Pour permettre une totale indépendance du Diplôme Universitaire Francophone d’Allergologie par rapport aux autres structures de formation, nous avons créé l’association pour le DUFRAL qui aurait la responsabilité logistique et financière du diplôme. Grâce à l’aide de l’ANAFORCAL puis de la FAI, nous avons pu dégager un budget pour démarrer l’enseignement.
EPILOGUE
le DUFRAL s’est progressivement imposé dans le paysage de l’enseignement de l’allergologie au sein de l’espace francophone et est devenu incontournable au fil des ans. Il a permis à de nombreux médecins du continent frère africain de se former dans les meilleures conditions matérielles et éducatives, ce qu’ils n'auraient sans doute pas pu faire dans d’autres circonstances. Il a constitué pour ces confrères une indéniable opportunité d’enrichissement de leurs connaissances et d’amélioration de leur pratique médicale. En outre, il a permis une meilleure prise en charge des populations locales souffrant d’allergie.
Au-delà de cette valeur ajoutée, le DUFRAL est fondé sur un concept original et novateur : enseignement théorique en ligne, regroupement des étudiants et des enseignants dans un même lieu pour la pratique, prise en charge des patients avec les moyens mis à disposition par les structures hospitalières locales. Cette approche a pour avantage d’arrimer l’enseignement à la réalité du terrain. Cet enseignement a également un effet positif inattendu, à savoir de favoriser la rencontre de médecins africains de différents pays alors qu’ils ne se fréquentaient que très peu auparavant,chacun restant souvent cloisonné dans son territoire.

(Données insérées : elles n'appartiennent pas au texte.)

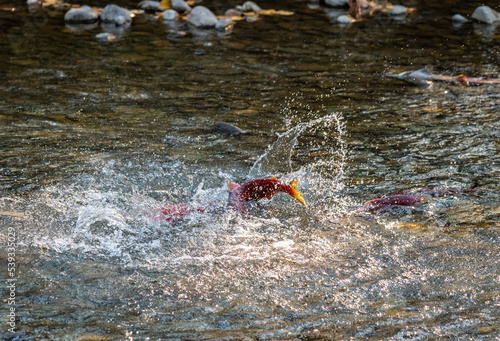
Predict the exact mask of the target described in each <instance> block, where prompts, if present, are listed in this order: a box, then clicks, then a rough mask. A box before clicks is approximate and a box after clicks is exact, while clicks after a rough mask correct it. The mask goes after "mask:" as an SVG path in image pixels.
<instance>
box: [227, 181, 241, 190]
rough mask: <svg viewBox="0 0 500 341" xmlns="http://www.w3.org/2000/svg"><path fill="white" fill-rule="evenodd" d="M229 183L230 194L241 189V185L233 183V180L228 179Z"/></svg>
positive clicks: (227, 188) (234, 182) (227, 186)
mask: <svg viewBox="0 0 500 341" xmlns="http://www.w3.org/2000/svg"><path fill="white" fill-rule="evenodd" d="M226 181H227V189H228V190H229V192H230V193H231V192H232V191H233V190H234V189H235V188H238V187H240V186H241V185H240V184H237V183H236V182H232V181H231V180H229V179H226Z"/></svg>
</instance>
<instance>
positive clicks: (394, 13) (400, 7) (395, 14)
mask: <svg viewBox="0 0 500 341" xmlns="http://www.w3.org/2000/svg"><path fill="white" fill-rule="evenodd" d="M387 13H389V15H391V16H393V17H402V16H405V15H406V14H408V8H406V7H404V6H401V5H396V6H394V7H393V8H391V9H390V10H389V11H388V12H387Z"/></svg>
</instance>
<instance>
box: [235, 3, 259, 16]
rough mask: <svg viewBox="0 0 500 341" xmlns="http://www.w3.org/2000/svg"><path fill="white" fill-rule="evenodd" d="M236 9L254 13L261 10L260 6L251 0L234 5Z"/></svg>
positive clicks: (246, 11)
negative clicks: (238, 5) (257, 4)
mask: <svg viewBox="0 0 500 341" xmlns="http://www.w3.org/2000/svg"><path fill="white" fill-rule="evenodd" d="M236 9H237V10H239V11H242V12H253V13H255V14H259V13H260V11H261V10H262V9H261V8H260V6H259V5H257V4H256V3H255V2H253V1H247V2H245V3H244V4H243V5H241V6H236Z"/></svg>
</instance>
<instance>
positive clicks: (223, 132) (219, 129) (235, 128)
mask: <svg viewBox="0 0 500 341" xmlns="http://www.w3.org/2000/svg"><path fill="white" fill-rule="evenodd" d="M212 131H213V132H216V133H219V134H224V135H241V134H246V132H245V131H244V130H241V129H240V128H238V127H236V126H234V125H232V124H229V123H226V122H217V123H215V124H214V127H213V128H212Z"/></svg>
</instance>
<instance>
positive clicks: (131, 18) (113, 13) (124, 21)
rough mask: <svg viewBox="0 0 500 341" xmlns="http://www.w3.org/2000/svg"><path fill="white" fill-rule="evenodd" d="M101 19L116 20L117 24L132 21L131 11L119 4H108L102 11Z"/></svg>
mask: <svg viewBox="0 0 500 341" xmlns="http://www.w3.org/2000/svg"><path fill="white" fill-rule="evenodd" d="M101 20H102V21H103V22H107V23H112V22H114V23H115V24H116V25H117V26H122V25H124V24H125V23H129V22H131V21H132V18H131V16H130V12H129V11H128V10H126V9H125V8H123V7H120V6H117V5H107V6H106V7H104V9H103V10H102V13H101Z"/></svg>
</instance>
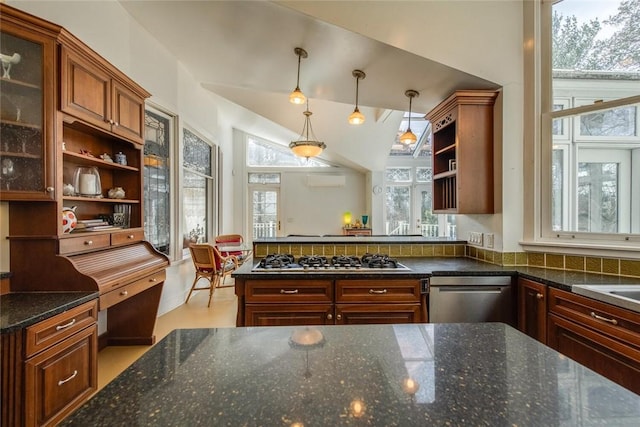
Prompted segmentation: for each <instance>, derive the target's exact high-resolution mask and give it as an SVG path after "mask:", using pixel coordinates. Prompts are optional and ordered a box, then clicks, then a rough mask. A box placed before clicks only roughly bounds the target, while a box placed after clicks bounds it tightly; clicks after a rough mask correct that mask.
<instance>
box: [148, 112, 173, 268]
mask: <svg viewBox="0 0 640 427" xmlns="http://www.w3.org/2000/svg"><path fill="white" fill-rule="evenodd" d="M144 121H145V144H144V232H145V237H146V239H147V240H148V241H149V242H150V243H151V244H152V245H153V247H154V248H156V249H157V250H158V251H160V252H162V253H165V254H167V255H169V252H170V247H169V243H170V224H171V209H170V205H169V195H170V185H169V183H170V179H169V178H170V162H169V153H170V141H169V139H170V138H171V130H170V125H171V119H169V118H168V117H164V116H162V115H160V114H156V113H154V112H152V111H148V110H147V111H145V116H144Z"/></svg>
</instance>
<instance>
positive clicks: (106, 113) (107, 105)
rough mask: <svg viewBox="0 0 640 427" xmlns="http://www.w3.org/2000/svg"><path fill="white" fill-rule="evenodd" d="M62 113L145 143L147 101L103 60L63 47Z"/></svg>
mask: <svg viewBox="0 0 640 427" xmlns="http://www.w3.org/2000/svg"><path fill="white" fill-rule="evenodd" d="M60 61H61V74H62V76H61V77H62V79H61V82H62V88H61V93H60V109H61V110H62V111H64V112H65V113H68V114H69V115H72V116H75V117H77V118H79V119H82V120H83V121H84V122H86V123H90V124H92V125H94V126H97V127H99V128H102V129H105V130H107V131H109V132H112V133H114V134H116V135H118V136H120V137H123V138H127V139H129V140H131V141H134V142H137V143H142V141H143V130H144V124H143V120H144V98H145V97H146V96H148V95H146V94H145V93H144V92H141V91H140V90H139V89H132V88H131V85H127V84H126V83H125V82H124V81H122V80H120V79H118V78H116V77H115V76H114V73H113V70H110V69H109V67H108V65H106V64H105V63H104V61H103V60H101V59H100V58H94V57H93V55H88V54H87V50H86V49H82V51H80V52H76V51H74V50H73V49H72V48H68V47H66V46H63V47H62V49H61V60H60Z"/></svg>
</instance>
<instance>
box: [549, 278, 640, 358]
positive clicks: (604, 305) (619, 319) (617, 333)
mask: <svg viewBox="0 0 640 427" xmlns="http://www.w3.org/2000/svg"><path fill="white" fill-rule="evenodd" d="M548 303H549V312H551V313H554V314H557V315H559V316H562V317H566V318H568V319H570V320H573V321H575V322H577V323H579V324H581V325H584V326H586V327H589V328H592V329H595V330H597V331H598V332H599V333H601V334H604V335H607V336H610V337H613V338H615V339H617V340H620V341H622V342H624V343H626V344H628V345H631V346H634V347H636V348H640V313H635V312H633V311H630V310H626V309H623V308H619V307H615V306H612V305H610V304H606V303H602V302H600V301H596V300H593V299H591V298H587V297H583V296H582V295H577V294H574V293H571V292H566V291H562V290H559V289H554V288H550V289H549V302H548Z"/></svg>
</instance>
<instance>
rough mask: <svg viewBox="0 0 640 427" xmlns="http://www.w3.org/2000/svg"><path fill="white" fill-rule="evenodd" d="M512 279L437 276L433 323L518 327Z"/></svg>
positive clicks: (432, 315)
mask: <svg viewBox="0 0 640 427" xmlns="http://www.w3.org/2000/svg"><path fill="white" fill-rule="evenodd" d="M513 295H514V293H513V290H512V279H511V277H510V276H434V277H431V279H430V281H429V322H431V323H475V322H504V323H507V324H510V325H513V324H515V300H514V298H513Z"/></svg>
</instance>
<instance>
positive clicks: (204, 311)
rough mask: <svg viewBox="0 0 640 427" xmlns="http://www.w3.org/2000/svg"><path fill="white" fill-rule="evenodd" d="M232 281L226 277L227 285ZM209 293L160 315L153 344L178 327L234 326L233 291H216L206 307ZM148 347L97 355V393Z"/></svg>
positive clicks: (234, 309)
mask: <svg viewBox="0 0 640 427" xmlns="http://www.w3.org/2000/svg"><path fill="white" fill-rule="evenodd" d="M232 281H233V279H232V278H230V277H227V279H226V283H225V284H226V285H229V284H231V282H232ZM208 297H209V291H197V292H195V293H194V294H193V296H192V297H191V299H190V300H189V304H182V305H181V306H179V307H178V308H176V309H174V310H172V311H170V312H168V313H166V314H163V315H162V316H160V317H158V319H157V321H156V327H155V334H156V342H158V341H160V340H161V339H162V338H164V337H165V336H166V335H167V334H168V333H169V332H171V331H172V330H174V329H179V328H218V327H235V325H236V313H237V308H238V307H237V298H236V295H235V293H234V288H233V287H229V288H220V289H216V290H215V292H214V293H213V298H212V299H211V307H209V308H207V298H208ZM149 348H151V347H150V346H109V347H106V348H104V349H103V350H102V351H100V352H99V353H98V390H100V389H101V388H102V387H104V386H105V385H107V384H108V383H109V382H110V381H111V380H113V379H114V378H115V377H116V376H118V374H120V373H121V372H122V371H124V370H125V369H126V368H127V367H128V366H129V365H131V364H132V363H133V362H135V361H136V360H137V359H138V358H139V357H140V356H142V354H144V353H145V352H146V351H147V350H148V349H149Z"/></svg>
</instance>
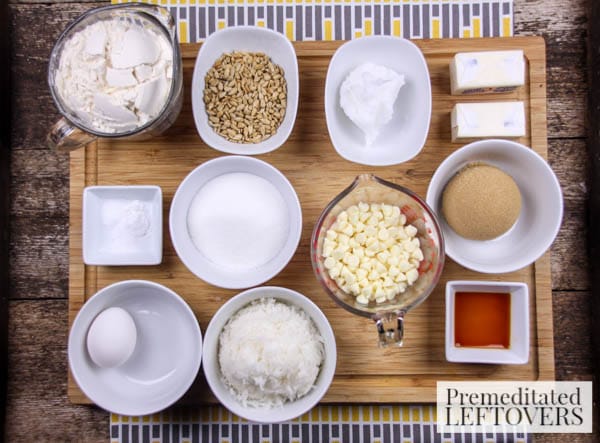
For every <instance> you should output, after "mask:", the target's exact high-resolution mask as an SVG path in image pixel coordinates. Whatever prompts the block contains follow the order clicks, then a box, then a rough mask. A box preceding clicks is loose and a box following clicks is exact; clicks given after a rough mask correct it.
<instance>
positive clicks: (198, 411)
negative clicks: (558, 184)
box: [110, 0, 530, 443]
mask: <svg viewBox="0 0 600 443" xmlns="http://www.w3.org/2000/svg"><path fill="white" fill-rule="evenodd" d="M127 1H130V0H112V2H113V3H125V2H127ZM145 2H146V3H151V4H158V5H163V6H166V7H168V8H169V9H170V11H171V13H172V14H173V16H174V17H175V18H176V20H177V23H178V31H179V36H180V41H181V42H182V43H194V42H198V41H202V40H204V39H205V38H206V37H207V36H208V35H210V34H212V33H213V32H215V31H217V30H219V29H223V28H226V27H230V26H241V25H256V26H263V27H267V28H270V29H274V30H277V31H279V32H281V33H283V34H285V35H286V36H287V37H288V38H289V39H290V40H351V39H354V38H360V37H362V36H368V35H396V36H401V37H405V38H411V39H416V38H471V37H510V36H512V33H513V2H512V0H487V1H477V0H471V1H464V0H370V1H369V0H146V1H145ZM435 419H436V418H435V408H434V407H433V406H430V405H412V406H408V405H389V406H360V405H353V406H350V405H347V406H328V405H320V406H317V407H316V408H314V409H313V410H312V411H310V412H309V413H307V414H305V415H304V416H302V417H300V418H298V419H296V420H293V421H290V422H286V423H282V424H276V425H258V424H252V423H248V422H247V421H245V420H242V419H240V418H239V417H237V416H235V415H232V414H231V413H229V412H228V411H227V410H226V409H224V408H222V407H220V406H209V407H203V408H200V407H199V408H188V409H169V410H167V411H164V412H163V413H161V414H155V415H152V416H143V417H127V416H120V415H112V416H111V420H110V437H111V443H129V442H132V443H136V442H140V443H157V442H162V443H196V442H198V443H204V442H214V443H235V442H242V443H271V442H272V443H276V442H290V443H300V442H312V443H320V442H323V443H327V442H331V443H338V442H339V443H350V442H352V443H358V442H361V443H362V442H364V443H367V442H372V443H384V442H386V443H387V442H394V443H396V442H398V443H408V442H415V443H418V442H440V443H446V442H453V443H454V442H473V443H475V442H478V443H479V442H482V443H491V442H526V441H529V440H530V437H529V436H526V435H518V434H486V435H482V434H452V435H450V434H446V435H443V434H438V433H437V432H436V428H435Z"/></svg>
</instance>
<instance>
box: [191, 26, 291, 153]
mask: <svg viewBox="0 0 600 443" xmlns="http://www.w3.org/2000/svg"><path fill="white" fill-rule="evenodd" d="M298 91H299V82H298V60H297V57H296V51H295V50H294V47H293V46H292V44H291V42H290V41H289V40H288V39H287V38H286V37H285V36H284V35H283V34H280V33H278V32H275V31H272V30H270V29H266V28H261V27H257V26H240V27H233V28H225V29H223V30H221V31H218V32H216V33H214V34H212V35H210V36H209V37H208V38H207V39H206V40H205V42H204V43H203V44H202V46H201V47H200V50H199V52H198V57H197V58H196V65H195V67H194V75H193V78H192V111H193V114H194V122H195V124H196V128H197V130H198V134H199V135H200V137H201V138H202V140H203V141H204V142H205V143H206V144H207V145H208V146H210V147H212V148H214V149H216V150H218V151H221V152H226V153H229V154H238V155H257V154H265V153H267V152H271V151H274V150H275V149H277V148H279V147H280V146H281V145H283V144H284V143H285V142H286V140H287V139H288V137H289V135H290V133H291V132H292V128H293V127H294V122H295V120H296V112H297V109H298Z"/></svg>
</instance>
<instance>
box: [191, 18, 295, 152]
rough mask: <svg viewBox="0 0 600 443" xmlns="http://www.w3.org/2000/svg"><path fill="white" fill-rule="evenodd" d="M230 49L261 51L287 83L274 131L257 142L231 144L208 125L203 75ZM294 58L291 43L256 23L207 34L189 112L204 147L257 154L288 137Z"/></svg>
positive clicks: (226, 52)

Ces échanges sud-sud permettent une coopération plus active entre confrères exerçant la même discipline.
Enfin, en dehors de son intérêt pédagogique et médical, le DUFRAL constitue une merveilleuse aventure humaine. En ces temps de repli sur soi, de nationalisme, de refus de l’autre, du différent voire de xénophobie, il représente un exemple vertueux de coopération nord-sud fondée sur le respect, la tolérance, la fraternité et l’échange.